A: Everybody wants something different. The reason why you want to be in a program, isn’t the same reason the next person wants to be in that same program. The experience you want isn’t going to be the same experience the other recruit wants. Maybe you want to do whatever it takes to get to the professional level, and the next guy just wants to enjoy the competition at the college level, focus on his degree and make lifelong friends. Whatever the circumstances might be, the college experiences are going to be different. Therefore, you’ve got to focus on your circumstances during the recruiting process. What is it that you’re trying to accomplish? What do you want your experience to be? You can’t get caught up in trying to be like everyone else while you’re being recruited, because you won’t be like everyone else once you’re on campus.
Q: What’s something every high school athlete should know about the recruiting process?
A: I had two daughters go through the recruiting process. So, it’s not only my job as a coach, but it was my job as a parent to help my daughters figure out what was best for of them. What I told my own kids is what I tell all young men and women. What are the schools you want to go to? Don’t assume that the coaches at those schools know who you are. Take the initiative and reach out to them. In turn, those coaches can take your inquiry seriously and recruit you, or they can delete it. That’s really what it comes down to. If you’re taking the initiative to reach out and let them know how interested you are in their school, then at least you don’t have to wonder “what if” the rest of your life. The reward far outweighs the risk for a recruit to be proactive in this process.
Q: Are there any major red flags you pay attention to in the recruiting process?

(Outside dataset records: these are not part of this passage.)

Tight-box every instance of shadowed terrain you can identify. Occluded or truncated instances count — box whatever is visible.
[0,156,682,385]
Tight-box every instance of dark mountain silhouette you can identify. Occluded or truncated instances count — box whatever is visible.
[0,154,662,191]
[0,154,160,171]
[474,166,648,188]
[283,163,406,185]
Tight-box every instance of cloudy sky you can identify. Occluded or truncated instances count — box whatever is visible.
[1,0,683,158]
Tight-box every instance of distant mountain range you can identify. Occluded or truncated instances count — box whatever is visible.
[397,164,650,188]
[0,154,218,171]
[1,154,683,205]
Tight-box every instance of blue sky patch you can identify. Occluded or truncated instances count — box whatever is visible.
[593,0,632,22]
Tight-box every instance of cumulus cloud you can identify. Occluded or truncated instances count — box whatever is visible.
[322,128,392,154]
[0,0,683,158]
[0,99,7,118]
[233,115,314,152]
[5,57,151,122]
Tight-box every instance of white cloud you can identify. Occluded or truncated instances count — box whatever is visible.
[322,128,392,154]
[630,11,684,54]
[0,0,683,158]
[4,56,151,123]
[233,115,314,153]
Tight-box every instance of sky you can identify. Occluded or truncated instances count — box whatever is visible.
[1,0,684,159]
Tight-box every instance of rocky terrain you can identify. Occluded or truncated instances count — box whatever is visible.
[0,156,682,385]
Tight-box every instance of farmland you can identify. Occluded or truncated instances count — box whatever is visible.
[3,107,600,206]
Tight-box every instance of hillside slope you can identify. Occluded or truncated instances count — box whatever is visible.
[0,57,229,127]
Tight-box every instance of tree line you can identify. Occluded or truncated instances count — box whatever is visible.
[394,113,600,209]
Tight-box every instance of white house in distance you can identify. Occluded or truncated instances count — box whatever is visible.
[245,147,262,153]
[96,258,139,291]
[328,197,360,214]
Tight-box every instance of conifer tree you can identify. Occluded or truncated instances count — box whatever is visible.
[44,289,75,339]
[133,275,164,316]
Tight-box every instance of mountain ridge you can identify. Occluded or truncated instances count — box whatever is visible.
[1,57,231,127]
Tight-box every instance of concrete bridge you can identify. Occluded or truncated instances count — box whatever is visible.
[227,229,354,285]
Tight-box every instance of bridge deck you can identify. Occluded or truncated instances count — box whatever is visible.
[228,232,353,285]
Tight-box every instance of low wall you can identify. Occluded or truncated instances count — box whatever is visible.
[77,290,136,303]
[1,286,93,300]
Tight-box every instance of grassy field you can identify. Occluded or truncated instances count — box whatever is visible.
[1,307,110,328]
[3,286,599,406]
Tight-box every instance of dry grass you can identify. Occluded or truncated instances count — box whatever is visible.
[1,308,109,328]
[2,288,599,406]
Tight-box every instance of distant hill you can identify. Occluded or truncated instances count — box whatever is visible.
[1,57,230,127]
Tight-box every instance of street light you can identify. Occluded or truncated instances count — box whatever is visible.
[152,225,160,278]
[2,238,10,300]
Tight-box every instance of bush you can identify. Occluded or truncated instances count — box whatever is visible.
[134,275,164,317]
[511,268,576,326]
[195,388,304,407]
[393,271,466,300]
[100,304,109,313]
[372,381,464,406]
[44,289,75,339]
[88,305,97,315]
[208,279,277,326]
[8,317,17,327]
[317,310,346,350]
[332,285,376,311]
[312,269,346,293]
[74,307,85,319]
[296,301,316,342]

A: Probably one of the worst things we can hear from a recruit is that he’s going to go with the best offer. We will pull off recruiting a guy if we hear that or get the sense that his decision is going to be based solely on a dollar amount. For example, if a kid in Texas tells me he wants to come up to Iowa because Morningside is $1,000 less than a school in Texas, that’s a major red flag. So, you’re going to drive back and forth 600 miles over a $1,000 difference? It will take that kid two weeks to realize that the decision he made wasn’t worth $1,000. My point is this: making a college decision based solely on a dollar value is a bad idea. If we have to buy you as a program, you’re never going to be happy here. The best teams aren’t buying kids.
Q: Describe the type of player you recruit into your program.
A: I want guys that are going to work for what they’ve got. I want the guys that want to be a part of the community, that want more than just football. They see bigger than just the here and now. They know where they want to be 10-20 years from now and they can see that our program is what’s going to get them there. Those are the guys that make the best team. Not the guys that it’s all about “me” and who cares about everyone else. I go back to the idea of the guy looking for the best offer. If that’s really all you’re about, you’re most likely not considering the team or the things that matter. And, that’s probably how you approach other things in life. I’m not saying you’re a bad person for doing that, I’m just saying that we can’t win with guys like that.